Le Guatemala s’appuie sur le programme d’investissement de l’Union européenne, Global Gateway, pour moderniser son réseau électrique et intégrer le marché de l’électricité d’Amérique centrale. Selon le président Arévalo, le système d’intégration électrique centraméricain, bien qu’existant depuis longtemps, nécessite des investissements importants pour s’adapter aux défis actuels. « Le système a été conçu pour répondre aux besoins des années 1980 », a-t-il expliqué, soulignant que Global Gateway offre un mécanisme de financement essentiel pour les projets de développement régional.
Cependant, le programme Global Gateway suscite des critiques quant à son orientation potentielle vers les intérêts européens au détriment des populations locales. Interrogé sur ce point, le président Arévalo a souligné l’importance de la structure de la coopération. Il a révélé avoir accompagné le ministre de l’Énergie à Bruxelles pour discuter d’un projet d’électrification rurale, qui pourrait bénéficier du soutien de Global Gateway. Un autre projet en cours concerne le bassin de la rivière Motagua, où une économie circulaire est en cours de développement pour lutter contre la pollution plastique.

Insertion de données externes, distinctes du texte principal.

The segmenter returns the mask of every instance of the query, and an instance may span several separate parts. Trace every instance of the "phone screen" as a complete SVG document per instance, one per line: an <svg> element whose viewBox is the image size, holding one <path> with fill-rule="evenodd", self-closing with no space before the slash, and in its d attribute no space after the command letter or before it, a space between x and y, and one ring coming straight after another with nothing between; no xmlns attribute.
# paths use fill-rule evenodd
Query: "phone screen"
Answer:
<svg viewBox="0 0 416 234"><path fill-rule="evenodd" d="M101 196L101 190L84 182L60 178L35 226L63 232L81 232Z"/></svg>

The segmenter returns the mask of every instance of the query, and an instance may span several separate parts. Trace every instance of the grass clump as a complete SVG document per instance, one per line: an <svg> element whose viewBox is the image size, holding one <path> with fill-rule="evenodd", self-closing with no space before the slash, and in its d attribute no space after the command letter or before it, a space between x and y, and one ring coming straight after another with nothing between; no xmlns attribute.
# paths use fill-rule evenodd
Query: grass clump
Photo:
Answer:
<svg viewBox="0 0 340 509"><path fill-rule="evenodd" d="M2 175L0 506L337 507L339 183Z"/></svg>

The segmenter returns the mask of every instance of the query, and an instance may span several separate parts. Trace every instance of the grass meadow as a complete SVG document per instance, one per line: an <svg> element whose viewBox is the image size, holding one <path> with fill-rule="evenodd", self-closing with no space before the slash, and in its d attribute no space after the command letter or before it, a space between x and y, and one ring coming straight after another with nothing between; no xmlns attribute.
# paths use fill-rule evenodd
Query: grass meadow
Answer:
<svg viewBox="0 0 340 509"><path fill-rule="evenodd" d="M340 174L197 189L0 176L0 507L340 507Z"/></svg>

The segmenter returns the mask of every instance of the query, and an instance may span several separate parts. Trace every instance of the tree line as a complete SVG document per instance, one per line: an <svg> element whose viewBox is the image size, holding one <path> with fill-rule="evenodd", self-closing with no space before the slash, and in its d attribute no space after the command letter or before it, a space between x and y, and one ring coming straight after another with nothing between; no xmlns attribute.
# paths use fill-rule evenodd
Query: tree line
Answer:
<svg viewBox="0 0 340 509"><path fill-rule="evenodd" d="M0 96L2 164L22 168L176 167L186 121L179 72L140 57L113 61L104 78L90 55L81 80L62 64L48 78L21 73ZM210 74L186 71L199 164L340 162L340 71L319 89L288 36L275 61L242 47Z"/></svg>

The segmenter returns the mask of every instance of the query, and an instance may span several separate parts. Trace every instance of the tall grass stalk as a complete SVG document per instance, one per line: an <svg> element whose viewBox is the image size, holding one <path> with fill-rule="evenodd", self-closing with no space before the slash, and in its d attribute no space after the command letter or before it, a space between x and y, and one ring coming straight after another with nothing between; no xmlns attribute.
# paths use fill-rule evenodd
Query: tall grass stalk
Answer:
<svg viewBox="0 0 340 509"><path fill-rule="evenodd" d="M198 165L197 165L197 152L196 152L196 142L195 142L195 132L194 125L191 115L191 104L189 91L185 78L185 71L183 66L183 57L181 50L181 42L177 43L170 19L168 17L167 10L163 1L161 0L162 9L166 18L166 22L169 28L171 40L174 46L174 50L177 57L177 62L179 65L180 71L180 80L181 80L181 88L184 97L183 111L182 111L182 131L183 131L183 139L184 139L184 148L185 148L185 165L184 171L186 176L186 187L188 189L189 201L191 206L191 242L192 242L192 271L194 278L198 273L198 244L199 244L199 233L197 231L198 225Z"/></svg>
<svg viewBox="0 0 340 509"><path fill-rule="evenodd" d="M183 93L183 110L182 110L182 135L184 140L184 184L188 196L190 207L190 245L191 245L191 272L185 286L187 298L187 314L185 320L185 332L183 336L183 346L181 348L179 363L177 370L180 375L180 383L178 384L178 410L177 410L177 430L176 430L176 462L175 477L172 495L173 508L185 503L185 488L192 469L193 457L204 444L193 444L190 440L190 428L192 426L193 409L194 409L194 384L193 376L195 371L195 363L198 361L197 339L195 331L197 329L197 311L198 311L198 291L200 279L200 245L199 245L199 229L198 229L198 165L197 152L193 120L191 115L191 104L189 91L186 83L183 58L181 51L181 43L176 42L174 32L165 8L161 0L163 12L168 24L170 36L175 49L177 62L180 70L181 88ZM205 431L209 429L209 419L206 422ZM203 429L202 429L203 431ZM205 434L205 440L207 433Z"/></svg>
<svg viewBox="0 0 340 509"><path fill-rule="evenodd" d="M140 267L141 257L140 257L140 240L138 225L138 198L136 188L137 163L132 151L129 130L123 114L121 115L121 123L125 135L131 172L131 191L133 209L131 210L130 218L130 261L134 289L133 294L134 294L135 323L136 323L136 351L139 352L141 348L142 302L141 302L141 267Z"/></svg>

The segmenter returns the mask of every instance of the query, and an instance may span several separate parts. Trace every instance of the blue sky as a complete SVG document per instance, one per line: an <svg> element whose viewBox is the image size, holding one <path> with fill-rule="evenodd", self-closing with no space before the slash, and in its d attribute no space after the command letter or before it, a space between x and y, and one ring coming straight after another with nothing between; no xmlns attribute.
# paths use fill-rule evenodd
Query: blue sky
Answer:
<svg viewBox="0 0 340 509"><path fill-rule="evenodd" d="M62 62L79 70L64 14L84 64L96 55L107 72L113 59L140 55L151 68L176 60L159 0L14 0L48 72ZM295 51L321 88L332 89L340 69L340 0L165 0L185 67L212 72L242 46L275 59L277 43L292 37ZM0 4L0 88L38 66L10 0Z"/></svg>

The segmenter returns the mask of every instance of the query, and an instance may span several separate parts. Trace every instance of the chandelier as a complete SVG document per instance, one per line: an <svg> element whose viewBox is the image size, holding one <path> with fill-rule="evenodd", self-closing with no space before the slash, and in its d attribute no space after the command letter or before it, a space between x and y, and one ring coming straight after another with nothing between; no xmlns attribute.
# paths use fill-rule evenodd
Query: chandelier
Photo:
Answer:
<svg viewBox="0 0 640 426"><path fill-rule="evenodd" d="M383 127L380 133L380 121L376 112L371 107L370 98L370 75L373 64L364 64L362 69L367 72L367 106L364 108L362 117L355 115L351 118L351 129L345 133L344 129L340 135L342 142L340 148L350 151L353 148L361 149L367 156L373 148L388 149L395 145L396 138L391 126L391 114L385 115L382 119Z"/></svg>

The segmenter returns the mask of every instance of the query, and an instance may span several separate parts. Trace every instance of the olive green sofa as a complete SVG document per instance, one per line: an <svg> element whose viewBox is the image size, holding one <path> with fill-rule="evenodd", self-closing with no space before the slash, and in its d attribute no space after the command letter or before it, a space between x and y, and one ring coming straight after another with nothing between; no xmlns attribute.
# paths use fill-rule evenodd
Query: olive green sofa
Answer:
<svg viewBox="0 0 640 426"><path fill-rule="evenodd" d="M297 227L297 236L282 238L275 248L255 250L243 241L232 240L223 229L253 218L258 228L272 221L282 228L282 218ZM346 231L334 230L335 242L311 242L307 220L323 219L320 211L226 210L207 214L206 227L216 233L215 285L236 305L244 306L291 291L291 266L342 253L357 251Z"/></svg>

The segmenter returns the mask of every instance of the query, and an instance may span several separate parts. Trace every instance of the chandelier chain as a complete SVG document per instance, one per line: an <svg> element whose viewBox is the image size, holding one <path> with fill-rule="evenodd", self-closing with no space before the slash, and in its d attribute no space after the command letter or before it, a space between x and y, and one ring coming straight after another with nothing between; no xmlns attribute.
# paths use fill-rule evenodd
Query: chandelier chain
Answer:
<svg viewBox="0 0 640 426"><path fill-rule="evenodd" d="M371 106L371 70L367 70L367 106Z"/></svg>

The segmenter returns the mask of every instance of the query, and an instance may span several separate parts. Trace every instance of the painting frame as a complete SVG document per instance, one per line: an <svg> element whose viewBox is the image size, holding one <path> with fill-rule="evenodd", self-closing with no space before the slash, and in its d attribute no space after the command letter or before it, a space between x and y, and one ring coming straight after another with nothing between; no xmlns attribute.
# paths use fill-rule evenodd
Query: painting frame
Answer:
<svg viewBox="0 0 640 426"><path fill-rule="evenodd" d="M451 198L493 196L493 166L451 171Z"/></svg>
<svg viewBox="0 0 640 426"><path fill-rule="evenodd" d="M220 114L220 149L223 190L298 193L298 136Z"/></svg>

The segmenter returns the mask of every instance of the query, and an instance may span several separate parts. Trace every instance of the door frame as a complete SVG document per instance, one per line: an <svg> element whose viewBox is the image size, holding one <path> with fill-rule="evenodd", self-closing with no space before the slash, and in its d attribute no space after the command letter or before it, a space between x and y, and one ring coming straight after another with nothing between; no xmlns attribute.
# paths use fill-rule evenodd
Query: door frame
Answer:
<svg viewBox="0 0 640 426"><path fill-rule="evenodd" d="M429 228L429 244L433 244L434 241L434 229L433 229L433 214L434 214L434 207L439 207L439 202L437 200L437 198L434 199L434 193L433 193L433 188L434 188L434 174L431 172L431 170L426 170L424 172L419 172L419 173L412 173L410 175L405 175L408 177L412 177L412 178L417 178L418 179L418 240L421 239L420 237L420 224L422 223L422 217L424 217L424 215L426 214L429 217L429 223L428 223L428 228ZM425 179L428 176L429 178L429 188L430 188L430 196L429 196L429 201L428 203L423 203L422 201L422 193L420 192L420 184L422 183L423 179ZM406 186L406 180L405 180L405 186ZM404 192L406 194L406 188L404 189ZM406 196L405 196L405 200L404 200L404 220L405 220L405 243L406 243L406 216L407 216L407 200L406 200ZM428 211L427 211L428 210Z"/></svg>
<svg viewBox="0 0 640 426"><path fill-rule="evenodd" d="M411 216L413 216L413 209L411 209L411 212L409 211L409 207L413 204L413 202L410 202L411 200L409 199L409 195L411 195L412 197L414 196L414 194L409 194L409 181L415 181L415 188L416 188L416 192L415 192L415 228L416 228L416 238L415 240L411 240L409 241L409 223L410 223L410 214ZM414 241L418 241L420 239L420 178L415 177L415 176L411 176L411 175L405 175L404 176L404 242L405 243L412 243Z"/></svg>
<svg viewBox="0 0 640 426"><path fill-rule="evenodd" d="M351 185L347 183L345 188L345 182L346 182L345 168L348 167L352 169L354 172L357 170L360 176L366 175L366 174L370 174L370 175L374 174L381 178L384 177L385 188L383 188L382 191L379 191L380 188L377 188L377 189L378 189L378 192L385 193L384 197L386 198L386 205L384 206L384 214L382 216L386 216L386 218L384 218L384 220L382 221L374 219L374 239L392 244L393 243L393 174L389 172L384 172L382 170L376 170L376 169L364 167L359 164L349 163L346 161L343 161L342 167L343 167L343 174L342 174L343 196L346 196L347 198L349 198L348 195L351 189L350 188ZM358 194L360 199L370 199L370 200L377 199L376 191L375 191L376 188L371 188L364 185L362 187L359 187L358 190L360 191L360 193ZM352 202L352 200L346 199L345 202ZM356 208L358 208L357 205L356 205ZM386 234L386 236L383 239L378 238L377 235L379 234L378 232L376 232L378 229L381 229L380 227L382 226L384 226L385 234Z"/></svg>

« Nous préparons une économie circulaire pour le bassin de la rivière Motagua. Ce sont des communautés unies par le nettoyage d’une rivière qui présente désormais des niveaux absurdes de pollution de toutes sortes, y compris le plastique. Le projet comprend la création d’usines de traitement et de transformation des plastiques capturés. »
Bernardo Arévalo, président du Guatemala
La situation régionale, notamment le conflit international dans les Caraïbes, influence également les priorités du Guatemala. À l’approche du sommet UE-CELAC, le président Arévalo a souligné l’importance de trouver un équilibre entre la lutte contre le trafic de drogue et le respect du droit international. Il a également insisté sur la nécessité d’une réflexion commune sur ce nouveau contexte.
Parallèlement, le Guatemala gère une crise migratoire et a conclu un accord avec les États-Unis pour encadrer les retours de citoyens guatémaltèques. Le gouvernement s’engage à assurer ces retours dans la dignité, en renforçant le réseau consulaire et en offrant un soutien à la réintégration.
« Nous acceptons de recevoir tous les Guatémaltèques et Centraméricains qui rentrent dans leurs pays respectifs. Pour les Nicaraguayens, il existe la possibilité de demander l’asile. »
Bernardo Arévalo, président du Guatemala
Le président Arévalo a également abordé la situation des Guatémaltèques exilés, notamment les opérateurs de justice et les juges persécutés. Il a distingué ces cas des expulsions liées à des motifs économiques, dénonçant l’existence d’une « élite politico-criminelle » qui continue de menacer les défenseurs des droits de l’homme et les journalistes, comme Carlos Zamora.
Malgré une croissance économique prometteuse, le Guatemala est confronté à un taux de pauvreté élevé (environ 57 %). Le président Arévalo a expliqué cette contradiction par un héritage historique de marginalisation et par la capture des institutions par des élites corrompues. Il a affirmé que son gouvernement a pour mandat de sauver les institutions démocratiques et de lutter contre la corruption, en investissant dans des domaines essentiels tels que l’éducation, la santé et les infrastructures. En un an et demi, 18 000 écoles ont été rénovées, contre seulement 4 000 sous le gouvernement précédent.
Enfin, le Guatemala suit de près les développements régionaux, notamment les inquiétudes concernant la dérive autoritaire au Salvador et les sanctions potentielles contre le Nicaragua. Le pays réaffirme son engagement en faveur de la démocratie et de l’intégration régionale, tout en sollicitant l’observation internationale pour garantir la transparence des prochaines élections, notamment pour la Cour constitutionnelle, le Tribunal électoral suprême, le procureur général et le contrôleur général.